Следите за нашими новостями!
 
 
Наш сайт подключен к Orphus.
Если вы заметили опечатку, выделите слово и нажмите Ctrl+Enter. Спасибо!
 


Предыдущая | Содержание | Следующая

Россия. 1934

Русские

Жил я в Париже, но, не завяжись случайно родственная связь между моей семьей и одним французским семейством, мне бы никогда не познакомиться с приватной, домашней жизнью французов. Зато проникнуть в дом к русским — проще простого.

После десятиминутного разговора расстаешься с новыми знакомцами, заверяющими тебя, что сделаешь их навек несчастными, если на другой день не придешь отужинать в кругу семьи. А то и вовсе сразу же норовят затащить тебя к себе домой, чтобы познакомить с женой и детишками. Одного такого приглашения достаточно, чтобы навсегда войти в круговорот приятельства, дружеских пересудов, доверительных сообщений — всего того, что принято называть «светской жизнью». Прочие гости, с которыми знакомишься за столом у пригласившего первым хозяина, передают тебя из рук в руки. Неделю спустя кто-то энергично набрасывается на тебя на улице, обращаясь по имени-отчеству, и призывает к ответу из-за какой-то неверно понятой фразы; через две недели определяется круг лиц, которых предпочтительнее избегать, зато хозяйка дома по-родственному вызывает тебя на кухню помочь ей вытирать посуду. Ассимилирующая сила русских невероятно велика. В Сибири, которая бог весть во сколько крат превышает по площади Европу, изначально не было ни одного русского. Достаточно было двух-трех столетий, чтобы всю ее освоить и русифицировать все города. Я убежден, что заслуга в том не армии и даже не национальной политики, но в разговорчивости губернаторш, капитанских жен, ссыльных барышень-революционерок, против которых не устоять было даже самому нелюдимому бурятскому охотнику. Не знаю, каким загадочным путем проникло от них в наш язык, правда несколько с другим смысловым оттенком, грубовато-разговорное слово «dumalni», — «болтать языком», но в умении этом русским не откажешь.
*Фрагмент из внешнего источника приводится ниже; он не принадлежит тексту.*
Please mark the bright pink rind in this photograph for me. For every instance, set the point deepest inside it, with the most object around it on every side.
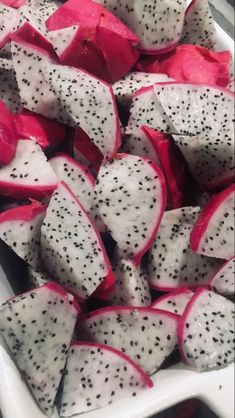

Русские — нация дискуссий, но дискуссий организованных. Это вам не обмен мнениями где-нибудь в Венеции, когда семеро одновременно говорят, слушают и отвечают. Здесь при словопрениях говорит только один, а остальные терпеливо выжидают часа полтора, пока до них дойдет черед. Входишь в дом и по числу присутствующих заранее можешь определить, успеешь ли ты на последний трамвай. Ущербные языковые познания не спасут. Тебе попросту не верят, считая невероятным, чтобы ты не понимал столь ясной аргументации, какую тебе изложили, и втолковывают до тех пор, покуда ты и впрямь не уразумеешь. Из предупредительности сами готовы поставить вопрос и привести контрдоводы, с какими ты мог бы выступить, и сами же и ответят на этот вопрос... Жак Ривье, бывший в немецком плену в одном лагере с русскими солдатами, задолго до советской власти, еще в 1915 году подметил эту gout de soviet, склонность из-за одной пропавшей ложки еженедельно созывать общее собрание с секретарем, ведущим протокол, с вице-председателем, председателем и даже почетным председателем.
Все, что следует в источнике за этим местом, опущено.